In Hong Kong, the health authority also reported one human case, which takes the total number of cases in the region to 11 since May 2004.

The patient, an 84-year-old man, was hospitalized on June 16. He is in a stable condition.

A large quantity of vaccine, enough to inoculate 350,000 pigs, was sent to Chengdu yesterday afternoon from south China's Guangdong Province.

The producer of the vaccine, the Guangdong Yongshun Biology Pharmaceutical Factory, said it will produce enough vaccine for 10 million pigs.

Sichuan's livestock trade has been hit hard by the outbreak.

In Ziyang, where human infections were first reported, people have turned away from pork, choosing poultry and beef instead.

"I know the pork in markets now is safe, but I'm just following others," one unidentified shopper said yesterday.

"It's hard to estimate the economic losses," An Weining, director of the local animal husbandry department, said.

Authorities are also exploring ways to curb the deep-rooted practice small-scale farmers have of butchering and eating animals which are the victims of disease.

Experts say butchering and eating infected pork is the only way for humans to catch the disease.

"We might educate youngsters at school and get them to pass on the information to their families," the Party Secretary of Ziyang, Zhong Mian, said last week.

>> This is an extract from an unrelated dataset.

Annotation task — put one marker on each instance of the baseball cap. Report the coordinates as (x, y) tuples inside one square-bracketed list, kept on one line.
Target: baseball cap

According to An, his department will make streptococcus inoculations mandatory in addition to the two existing compulsory vaccinations against pig-borne bacteria and foot-and-mouth disease.

According to officials, no compensation will be given to farmers who now face difficulties selling their animals.

The government cannot afford the expense, Zhong said, adding that normally 50,000 of around 5 million pigs raised in Ziyang die from disease every year.

"If the government compensates farmers 1,000 yuan (US$120) for each dead animal, it will be a huge expenditure every year," Zhong said.

In Sichuan, which is known for animal husbandry, most farmers earn at least part of their income from raising pigs.

For Wang Xingcheng, a farmer infected with the disease, two-thirds of his family's income come from raising pigs, his daughter said.

Low-income families, who pay a lot for piglets, animal inoculations and feed, will suffer a huge loss if they are not compensated for being unable to sell or eat their sick animals.

According to An, farmers in Ziyang sell around three-fifths of their home-raised pigs for private slaughter or to small or medium-sized food companies, who then trade the meat to markets. "One-fifth are killed and consumed by farmers themselves," An said, adding that another portion is sold to large companies engaged in meat export.